Испуганно перешептывались волхвы, укрываясь за стволами вековых, кряжистых берданов. Сопели, уморившись от бега, вооруженные люди, числом не меньше дюжины. Румяный парнишка кинулся к бабушке. Врачиха просияла, ожила, стала неловко гладить плечо внука, что-то шепча и показывая на меня. При виде парня я слегка расслабился, успокоился, не видя для успокоения никаких причин – и тем не менее… А напротив, доброжелательно улыбаясь закрытым ртом, стоял он.
Книжный.
Нежный.
Червь.
И пусть мои книги сгниют в букинистике, если мы не были чем-то похожи!
– Я вас именно так и представлял, Влад. Облик рыцаря можно составить, имея представление о кляксе. Безалаберный, но жизнеспособный. Остряк, но тонкости лишен. Увлекателен, но неглубок. Романтичен, но без пафоса. Мастер интриги, хромает в подтексте: скатываясь в штампы, успевает застрять на краю. Короче, истинный рыцарь, без страха и упрека. В Ордене таких большинство.
Он был гибкий, розовый и обаятельный.
Словно только что со страниц Оскара Уайльда.
– Ну как, Влад? Потолкуем по душам? Высокие договаривающиеся стороны придут к соглашению?
– По душам – это значит в присутствии конвоя? – кивнул я на дюжину сопровождающих. – Кто такие? Камердинеры? Гувернеры? Доброжелатели?
– Лучники, Влад. Просто лучники.
– А где их луки?
Он шагнул ближе, сразу оказавшись вплотную. Запах мускуса. Блеск глубоко посаженных глаз: две поздние вишни, темные-темные. Складка между бровями похожа на букву «W».
– А это у тебя, дорогой рыцарь, спросить надо: где их луки?
И я понял, о чем он.
Стыдно.
Ох, до чего же стыдно!..
Книжный Червь присел на травку, скрестив ноги немыслимым образом. Мигнул обезлученным лучникам: прочь шагом марш! После глянул на врачиху: занятая тихим разговором с внуком, старуха не интересовалась нашей беседой. О волхвах и речи не шло: слишком далеко прятались.

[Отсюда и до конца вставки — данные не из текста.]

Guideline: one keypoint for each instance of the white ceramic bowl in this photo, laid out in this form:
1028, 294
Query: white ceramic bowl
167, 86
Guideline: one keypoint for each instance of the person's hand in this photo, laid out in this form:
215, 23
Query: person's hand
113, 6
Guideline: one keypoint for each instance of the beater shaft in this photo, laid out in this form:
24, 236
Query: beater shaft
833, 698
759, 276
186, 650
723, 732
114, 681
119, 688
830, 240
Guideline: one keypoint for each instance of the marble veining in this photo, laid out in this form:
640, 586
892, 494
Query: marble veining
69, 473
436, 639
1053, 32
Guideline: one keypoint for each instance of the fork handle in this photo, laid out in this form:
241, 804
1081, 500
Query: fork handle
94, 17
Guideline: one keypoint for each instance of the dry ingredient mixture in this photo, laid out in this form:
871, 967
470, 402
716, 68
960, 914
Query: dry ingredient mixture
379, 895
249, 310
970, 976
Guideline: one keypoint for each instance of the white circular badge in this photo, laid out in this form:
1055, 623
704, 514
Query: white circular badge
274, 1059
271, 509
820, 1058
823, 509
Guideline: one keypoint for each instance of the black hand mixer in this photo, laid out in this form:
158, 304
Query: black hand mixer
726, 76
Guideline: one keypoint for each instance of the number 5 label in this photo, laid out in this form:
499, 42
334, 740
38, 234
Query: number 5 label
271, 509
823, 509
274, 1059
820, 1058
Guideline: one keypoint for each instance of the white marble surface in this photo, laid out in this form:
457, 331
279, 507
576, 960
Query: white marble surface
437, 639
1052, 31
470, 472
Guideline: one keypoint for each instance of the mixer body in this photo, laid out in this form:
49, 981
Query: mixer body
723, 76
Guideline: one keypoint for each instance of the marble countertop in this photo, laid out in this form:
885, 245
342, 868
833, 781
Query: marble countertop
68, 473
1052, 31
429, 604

– Давай начистоту, рыцарь. У тебя процесс. Думаю, впервые. Иначе ты бы не допустил такого бесконтрольного развития. Ты заинтересован в скорейшей консервации процесса, но по каким-то причинам не делаешь этого обычным способом. Не подписываешь контракт, например. Не торопишься закончить текст. Или еще что… Но ты должен, обязан, не можешь не знать, если вышел в тираж: этот случай у тебя первый, но не последний. Я доходчиво излагаю?